Können die Immobilienpreise vielleicht auch bald mal weder sinken, da beispielsweise Gewerbeimmobilien - auch durch die Homeoffice-Entwicklung - nicht mehr so stark gefragt sind?

Sebastian Hanisch: "Tatsächlich hat man bei Gewerbeimmobilien in Toplagen (Fußgängerzonen) teilweise während der Corona-Pandemie Preisrückgänge verzeichnet. Dass dadurch aber automatisch die Preise von Wohnimmobilien sinken, ist nicht der Fall, denn Gewerbeimmobilien können nicht so einfach als Wohnraum genutzt werden."

Mal langfristig gedacht: Wie wird sich das Wohnen der Zukunft verändern?

Sebastian Hanisch: "Die Entwicklung hängt hier meiner Überzeugung nach auch sehr vom Arbeitsmarkt ab. Wer zum Beispiel in einem sehr gesuchten IT-Beruf arbeitet, kann die Bedingungen zu einem gewissen Grad diktieren. Dazu gehört eben auch, dass man Homeoffice aushandelt. Da kenne ich auch einige Fälle. Je mehr die Digitalisierung voranschreitet, desto eher ist dezentrales Arbeiten möglich. Allerdings: Arbeit ist nur das eine. Manche Menschen wollen auch deswegen lieber in der Stadt wohnen, weil das Kulturangebot größer ist oder die Auswahl an Schulen."
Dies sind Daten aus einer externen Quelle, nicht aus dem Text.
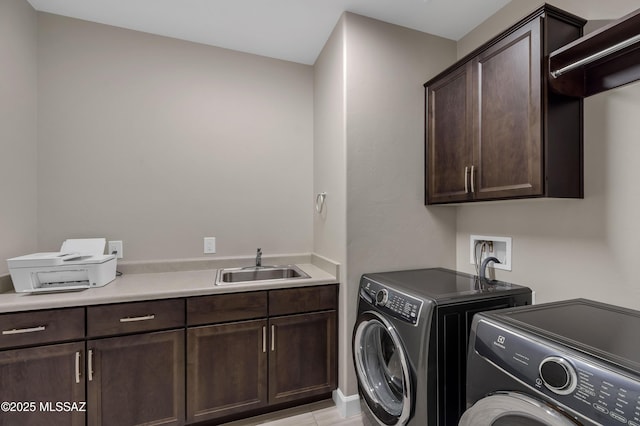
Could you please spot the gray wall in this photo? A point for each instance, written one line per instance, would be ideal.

Müssen wir künftig einfach eine Nummer kleiner leben? Stichwort: Tiny Houses. Kann das eine Lösung sein?

Sebastian Hanisch: "Ich glaube, dass wir alle ein wenig individueller leben werden. Der eine will unbedingt mehr Platz oder vielleicht auf einem kleinen Hof mit vielen Tieren leben, die andere will sich lieber reduzieren in Bezug auf Wohnfläche. Insofern glaube ich, wir werden nicht alle in Tiny Houses leben, aber es ist natürlich gerade unter Nachhaltigkeitsaspekten eine tolle Sache, die viele Freunde finden wird."

Viel Erfolg wünschen Ihnen Sebastian Hanisch und "Wir in Bayern"!